KWAN (Migration)
[2018] AATA 5102
•4 September 2018
KWAN (Migration) [2018] AATA 5102 (4 September 2018)
DECISION RECORD
DIVISION:Migration & Refugee Division
APPLICANT: Mr POK MENG KWAN
CASE NUMBER: 1711079
HOME AFFAIRS REFERENCE(S): BCC2017/771571
MEMBER:Mara Moustafine
DATE:4 September 2018
PLACE OF DECISION: Sydney
DECISION:The Tribunal affirms the decision not to grant the applicant a Student (Temporary) (Class TU) visa.
Statement made on 04 September 2018 at 3:53pm
CATCHWORDS
MIGRATION –Student (Temporary) (Class TU) visa – Subclass 500 (Student) visa –genuine temporary entrant criterion – poor study history and lack of academic progress – immigration and study history – Decision under review affirmedLEGISLATION
Migration Act 1958, ss 65, 359AA, 499
Migration Regulations 1994, Schedule 2, cls 500.211, 500.212, 500.218
STATEMENT OF DECISION AND REASONS
APPLICATION FOR REVIEW
This is an application for review of a decision made by a delegate of the Minister for Immigration and Border Protection on 9 May 2017 to refuse to grant the applicant a Student (Temporary) (Class TU) visa under s.65 of the Migration Act 1958 (the Act).
The applicant first arrived in Australia on 2 August 2012 as the holder of a TU 572 Student visa. The applicant applied for a Subclass 500 Student visa on 27 February 2017 to undertake a Certificate IVs in Commercial Cookery (05/09/2016 to 02/03/2018) and a Diploma of Hospitality (05/03/2018 to 31/08/2018).

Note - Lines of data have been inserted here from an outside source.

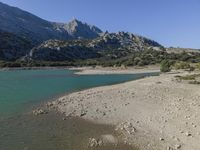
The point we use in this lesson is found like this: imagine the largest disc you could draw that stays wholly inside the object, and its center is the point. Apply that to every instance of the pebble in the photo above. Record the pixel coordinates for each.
(177, 146)
(188, 134)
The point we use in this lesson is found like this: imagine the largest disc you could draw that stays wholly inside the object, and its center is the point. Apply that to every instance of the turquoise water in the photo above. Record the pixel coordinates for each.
(21, 88)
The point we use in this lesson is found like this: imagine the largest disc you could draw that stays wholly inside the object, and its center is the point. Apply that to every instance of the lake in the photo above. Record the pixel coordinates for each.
(22, 89)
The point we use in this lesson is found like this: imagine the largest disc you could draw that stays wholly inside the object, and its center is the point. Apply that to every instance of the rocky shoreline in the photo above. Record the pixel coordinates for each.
(151, 113)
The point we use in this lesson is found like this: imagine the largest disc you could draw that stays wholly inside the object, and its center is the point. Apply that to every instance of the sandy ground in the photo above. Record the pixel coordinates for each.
(115, 70)
(154, 113)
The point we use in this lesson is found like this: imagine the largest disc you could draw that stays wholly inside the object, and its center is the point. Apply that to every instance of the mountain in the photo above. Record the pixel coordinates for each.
(55, 50)
(108, 45)
(78, 30)
(12, 46)
(22, 23)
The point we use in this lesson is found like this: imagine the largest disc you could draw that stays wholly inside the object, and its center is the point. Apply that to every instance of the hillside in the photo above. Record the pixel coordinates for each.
(19, 22)
(108, 45)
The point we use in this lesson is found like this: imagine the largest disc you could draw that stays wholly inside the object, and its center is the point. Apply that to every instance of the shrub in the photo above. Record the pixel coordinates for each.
(198, 66)
(182, 65)
(165, 66)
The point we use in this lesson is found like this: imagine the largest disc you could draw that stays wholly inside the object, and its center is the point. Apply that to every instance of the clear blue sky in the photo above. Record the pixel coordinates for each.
(170, 22)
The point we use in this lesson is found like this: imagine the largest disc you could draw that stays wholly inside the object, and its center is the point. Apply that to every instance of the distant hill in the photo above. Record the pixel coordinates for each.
(27, 40)
(110, 45)
(12, 46)
(22, 23)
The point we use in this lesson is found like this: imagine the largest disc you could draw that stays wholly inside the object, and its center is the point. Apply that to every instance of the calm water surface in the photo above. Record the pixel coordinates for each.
(21, 89)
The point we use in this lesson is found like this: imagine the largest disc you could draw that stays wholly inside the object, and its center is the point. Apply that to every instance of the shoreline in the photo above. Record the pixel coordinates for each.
(149, 112)
(114, 70)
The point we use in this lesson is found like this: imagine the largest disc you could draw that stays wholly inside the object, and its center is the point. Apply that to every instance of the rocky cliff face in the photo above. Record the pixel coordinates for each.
(19, 22)
(21, 31)
(78, 30)
(12, 46)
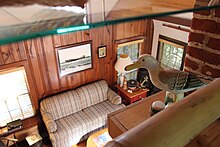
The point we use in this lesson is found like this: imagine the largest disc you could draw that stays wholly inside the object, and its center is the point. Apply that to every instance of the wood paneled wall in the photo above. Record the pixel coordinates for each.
(40, 56)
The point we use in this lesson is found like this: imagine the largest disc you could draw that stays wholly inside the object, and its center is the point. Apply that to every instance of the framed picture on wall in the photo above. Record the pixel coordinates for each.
(102, 51)
(74, 58)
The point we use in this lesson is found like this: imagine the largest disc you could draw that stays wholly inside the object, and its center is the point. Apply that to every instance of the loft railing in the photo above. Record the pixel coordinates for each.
(20, 23)
(178, 124)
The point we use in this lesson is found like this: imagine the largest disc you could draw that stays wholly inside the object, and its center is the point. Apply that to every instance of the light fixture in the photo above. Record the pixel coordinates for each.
(120, 65)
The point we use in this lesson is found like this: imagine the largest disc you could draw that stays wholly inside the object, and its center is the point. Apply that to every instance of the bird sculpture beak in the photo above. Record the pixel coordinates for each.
(133, 66)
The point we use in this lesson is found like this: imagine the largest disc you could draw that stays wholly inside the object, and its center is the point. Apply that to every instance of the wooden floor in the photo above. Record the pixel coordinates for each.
(210, 137)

At the time of application, Class TU contained two subclasses: Subclass 500 (Student) and Subclass 590 (Student Guardian). The applicant applied for the visa to undertake study in Australia and does not claim to meet the criteria for a Subclass 590 (Student Guardian) visa.
According to the Department decision record, a copy of which was provided to the Tribunal for the purposes of the review, the delegate refused to grant the visa on the basis that the applicant did not satisfy the requirements of cl.500.212 of Schedule 2 to the Migration Regulations 1994 (the Regulations) because he was not satisfied that the applicant intended genuinely to stay temporarily in Australia. Among other things, the delegate was concerned about the applicant’s immigration and study history, noting that since his arrival he had only completed one course and been reported for unsatisfactory course attendance and academic progress; and his incentive to return home on completion of his study as he had only left Australia for 24 days since his arrival.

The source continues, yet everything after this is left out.